The Navier-Stokes system for incompressible fluid says $$ \begin{aligned} \dot{\mathbf{u}} + (\mathbf{u}\cdot\nabla)\mathbf{u}-\nu\Delta\mathbf{u}+\nabla{p} &= 0,\\ \nabla\cdot\mathbf{u}&=0. \end{aligned} $$ The non-slip boundary condition for the velocity $\mathbf{u}$ says $\mathbf{u}|_{\partial\Omega}=0.$ But the pressure boundary condition is unclear. Most references I found use Neumann boundary condition which is $\nabla{p}\cdot\mathbf{n}=0$ on $\partial\Omega$ ($\mathbf{n}$ is normal vector of $\partial\Omega$). As consequence, $p$ can be determined up to an arbitrary additive constant! Does this make any sense in physics? How can I determine the constant?

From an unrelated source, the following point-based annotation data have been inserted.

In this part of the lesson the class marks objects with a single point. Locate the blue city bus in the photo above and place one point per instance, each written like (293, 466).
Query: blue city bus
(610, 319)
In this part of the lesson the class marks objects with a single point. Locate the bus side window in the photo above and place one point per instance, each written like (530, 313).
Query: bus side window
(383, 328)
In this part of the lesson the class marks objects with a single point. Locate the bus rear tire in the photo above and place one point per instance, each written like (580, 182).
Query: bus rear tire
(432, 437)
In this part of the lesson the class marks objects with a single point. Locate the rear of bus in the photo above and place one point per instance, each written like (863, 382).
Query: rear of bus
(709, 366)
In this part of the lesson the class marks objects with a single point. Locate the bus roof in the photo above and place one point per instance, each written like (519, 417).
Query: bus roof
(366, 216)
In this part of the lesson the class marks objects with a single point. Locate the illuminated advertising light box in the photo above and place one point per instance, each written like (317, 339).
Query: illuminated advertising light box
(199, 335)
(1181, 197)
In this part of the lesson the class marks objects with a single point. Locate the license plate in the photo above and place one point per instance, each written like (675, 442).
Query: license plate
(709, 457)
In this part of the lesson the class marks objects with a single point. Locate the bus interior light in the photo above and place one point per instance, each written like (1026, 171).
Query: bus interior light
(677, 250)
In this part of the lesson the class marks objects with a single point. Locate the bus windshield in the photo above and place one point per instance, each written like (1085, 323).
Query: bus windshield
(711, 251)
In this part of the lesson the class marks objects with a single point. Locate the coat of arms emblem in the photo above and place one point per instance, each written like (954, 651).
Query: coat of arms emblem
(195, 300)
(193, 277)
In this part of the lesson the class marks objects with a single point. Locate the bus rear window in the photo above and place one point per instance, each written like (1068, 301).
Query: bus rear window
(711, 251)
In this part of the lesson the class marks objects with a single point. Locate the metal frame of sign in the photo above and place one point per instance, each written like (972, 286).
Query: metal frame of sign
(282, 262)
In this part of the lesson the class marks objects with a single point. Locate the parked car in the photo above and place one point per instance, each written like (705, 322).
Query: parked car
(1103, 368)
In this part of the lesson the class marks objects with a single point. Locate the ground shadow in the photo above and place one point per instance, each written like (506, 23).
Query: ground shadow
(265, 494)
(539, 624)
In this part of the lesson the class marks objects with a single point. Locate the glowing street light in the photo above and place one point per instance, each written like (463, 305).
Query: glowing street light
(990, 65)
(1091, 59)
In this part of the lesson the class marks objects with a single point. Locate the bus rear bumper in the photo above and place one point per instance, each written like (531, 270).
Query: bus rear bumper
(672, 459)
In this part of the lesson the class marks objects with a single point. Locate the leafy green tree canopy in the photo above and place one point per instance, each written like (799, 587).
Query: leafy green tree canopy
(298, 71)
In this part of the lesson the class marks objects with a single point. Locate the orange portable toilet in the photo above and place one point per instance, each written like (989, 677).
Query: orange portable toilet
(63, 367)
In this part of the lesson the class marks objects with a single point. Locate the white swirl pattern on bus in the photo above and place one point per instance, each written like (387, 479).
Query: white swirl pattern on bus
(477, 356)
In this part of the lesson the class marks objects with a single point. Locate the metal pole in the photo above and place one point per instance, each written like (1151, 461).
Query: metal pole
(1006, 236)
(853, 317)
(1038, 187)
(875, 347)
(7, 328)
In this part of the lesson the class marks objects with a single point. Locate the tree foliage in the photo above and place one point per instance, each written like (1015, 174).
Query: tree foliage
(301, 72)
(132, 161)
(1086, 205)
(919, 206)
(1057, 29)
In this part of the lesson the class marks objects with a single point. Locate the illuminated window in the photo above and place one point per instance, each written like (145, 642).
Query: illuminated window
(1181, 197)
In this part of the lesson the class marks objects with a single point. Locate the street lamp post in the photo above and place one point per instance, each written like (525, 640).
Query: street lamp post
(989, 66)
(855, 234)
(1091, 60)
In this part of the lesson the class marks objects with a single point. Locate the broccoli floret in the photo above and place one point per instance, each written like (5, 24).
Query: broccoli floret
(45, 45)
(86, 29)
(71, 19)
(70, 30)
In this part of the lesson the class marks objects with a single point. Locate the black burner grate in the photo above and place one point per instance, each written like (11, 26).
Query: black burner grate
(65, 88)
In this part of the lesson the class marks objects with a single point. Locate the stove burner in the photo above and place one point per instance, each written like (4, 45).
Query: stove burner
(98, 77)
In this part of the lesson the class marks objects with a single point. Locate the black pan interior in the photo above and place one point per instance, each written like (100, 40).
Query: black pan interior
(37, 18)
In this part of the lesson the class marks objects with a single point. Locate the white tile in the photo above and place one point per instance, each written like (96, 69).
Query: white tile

There is also an initial value condition for $p$. We can add an arbitrary function $q(t)$ satisfying $q(0)=0$ to $p(\mathbf{x},t).$ That is, if $p(\mathbf{x},t)$ is a solution, so is $p(\mathbf{x},t)+q(t).$

Answer 1

The motion of the fluid parcel only depends on the gradient of the pressure, not the pressure itself. Think about it this way: we know that pressure increases the deeper you go into water. But if I place a cylinder in the water, the flow will always look like (the colors represent pressure with red being high pressure and blue low pressure; the arrows are velocity vectors)

no matter how deep it is in the water because it is the change in the pressure that determines the flow. So yes, $p$ being defined to an additive constant makes complete sense.

I don't know that you can solve for the constant because there are a multitude of gauges, $\phi$, that can satisfy the $\nabla\phi=0$ requirement in the NS equations.

Answer 2

As long as we are far from compressible effects (low Mach) and the 0 pressure under which cavitation may appear, yes, pressure is defined up to a constant if boundary conditions are given in terms of velocity. If you provide boundary condition in terms of normal stress (e.g. at an inlet), then you provide a pressure value with this boundary condition. But you can add any constant to this boundary pressure and you will obtain the same flow.

Note that the B.C. in $\nabla p\cdot n$ you mention is only an artifact of some numerical techniques where the pressure equation is not solved directly (Chorin method).